Here, we show that enforced expression of C/EBPα and β in B cells leads to their rapid and efficient reprogramming into macrophages. This occurs through a complex process that is initiated by the coordinated inhibition of Pax5 activity, resulting in the downregulation of CD19, and the synergistic action between C/EBPα and PU.1, resulting in the activation of macrophage-specific genes.
Results
Enforced C/EBPα Expression Induces Mac-1 Expression in Primary B Cell Precursors
A retroviral approach was used to express myeloid transcription factors in primary B cell precursors. As shown in Figure 1A, the vectors encode either GFP or hCD4 alone (“control virus”) or C/EBPα together with GFP/hCD4 (“C/EBPα virus”).
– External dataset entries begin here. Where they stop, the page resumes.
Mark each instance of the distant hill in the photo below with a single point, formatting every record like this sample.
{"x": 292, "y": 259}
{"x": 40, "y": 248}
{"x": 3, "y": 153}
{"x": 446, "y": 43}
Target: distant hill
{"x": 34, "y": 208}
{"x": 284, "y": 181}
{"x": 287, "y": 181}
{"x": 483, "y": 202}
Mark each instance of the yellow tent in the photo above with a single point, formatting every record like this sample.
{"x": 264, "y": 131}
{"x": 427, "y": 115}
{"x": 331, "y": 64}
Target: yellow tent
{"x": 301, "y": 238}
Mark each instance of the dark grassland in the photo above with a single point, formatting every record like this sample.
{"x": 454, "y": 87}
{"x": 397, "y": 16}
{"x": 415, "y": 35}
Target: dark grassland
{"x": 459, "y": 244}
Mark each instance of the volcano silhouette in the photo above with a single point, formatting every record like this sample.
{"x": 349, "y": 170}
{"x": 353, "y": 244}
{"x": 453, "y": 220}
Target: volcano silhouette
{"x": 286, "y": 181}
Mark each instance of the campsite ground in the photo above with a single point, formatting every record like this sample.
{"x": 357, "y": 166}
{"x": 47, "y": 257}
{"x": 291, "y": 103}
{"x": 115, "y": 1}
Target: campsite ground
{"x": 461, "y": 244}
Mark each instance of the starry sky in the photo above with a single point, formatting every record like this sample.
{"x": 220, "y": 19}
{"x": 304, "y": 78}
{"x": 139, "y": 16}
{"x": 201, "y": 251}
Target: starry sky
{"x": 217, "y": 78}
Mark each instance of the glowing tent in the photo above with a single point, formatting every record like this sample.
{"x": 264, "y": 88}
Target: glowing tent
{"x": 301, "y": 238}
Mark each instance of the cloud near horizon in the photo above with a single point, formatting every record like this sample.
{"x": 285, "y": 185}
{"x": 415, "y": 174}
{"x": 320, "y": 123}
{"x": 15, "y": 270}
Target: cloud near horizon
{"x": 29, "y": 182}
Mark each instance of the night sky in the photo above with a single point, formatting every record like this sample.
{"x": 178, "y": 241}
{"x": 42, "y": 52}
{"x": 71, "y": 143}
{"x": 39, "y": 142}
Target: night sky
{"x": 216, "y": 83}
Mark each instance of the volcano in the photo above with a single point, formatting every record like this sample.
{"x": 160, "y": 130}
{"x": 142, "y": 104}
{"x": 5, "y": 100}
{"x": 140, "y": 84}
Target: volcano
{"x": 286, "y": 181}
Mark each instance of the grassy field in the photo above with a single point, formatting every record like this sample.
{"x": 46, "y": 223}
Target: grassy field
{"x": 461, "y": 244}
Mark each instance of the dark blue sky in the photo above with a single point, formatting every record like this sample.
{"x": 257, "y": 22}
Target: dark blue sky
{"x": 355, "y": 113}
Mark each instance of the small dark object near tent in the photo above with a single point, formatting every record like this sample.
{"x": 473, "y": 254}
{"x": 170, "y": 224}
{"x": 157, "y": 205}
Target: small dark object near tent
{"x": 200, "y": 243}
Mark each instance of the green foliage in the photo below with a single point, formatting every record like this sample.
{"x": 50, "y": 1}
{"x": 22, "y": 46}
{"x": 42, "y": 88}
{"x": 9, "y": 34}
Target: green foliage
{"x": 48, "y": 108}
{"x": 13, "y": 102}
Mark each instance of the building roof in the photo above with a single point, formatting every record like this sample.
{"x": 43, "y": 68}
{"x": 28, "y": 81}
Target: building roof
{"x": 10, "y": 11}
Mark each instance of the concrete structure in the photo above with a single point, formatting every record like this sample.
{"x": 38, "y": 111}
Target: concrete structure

To obtain B cell progenitors, CD19+ cells were purified from the bone marrow of C57Bl/6J mice using magnetic bead selection, typically yielding >99% CD19+ cells (Figure 1B). Control virus-infected cells, grown under conditions that support both B cell and myeloid cell development, remained CD19+Mac-1−(Figure 1C). In contrast, cells infected with C/EBPα downregulated CD19 and upregulated Mac-1, with ∼60% of the cells becoming CD19−Mac-1+ after 4 days (Figure 1D). No changes were seen in the uninfected portion of the sample. The effect is also C/EBPα-specific, since cells infected with virus expressing the irrelevant FOG-1 transcription factor showed no changes (data not shown). The efficiency of the observed phenotypic conversion was dependent on the level of C/EBPα, since the proportion of “nonresponders” was 4% within the population of GFP high cells and 60% within that of GFP low cells (Figure 1E).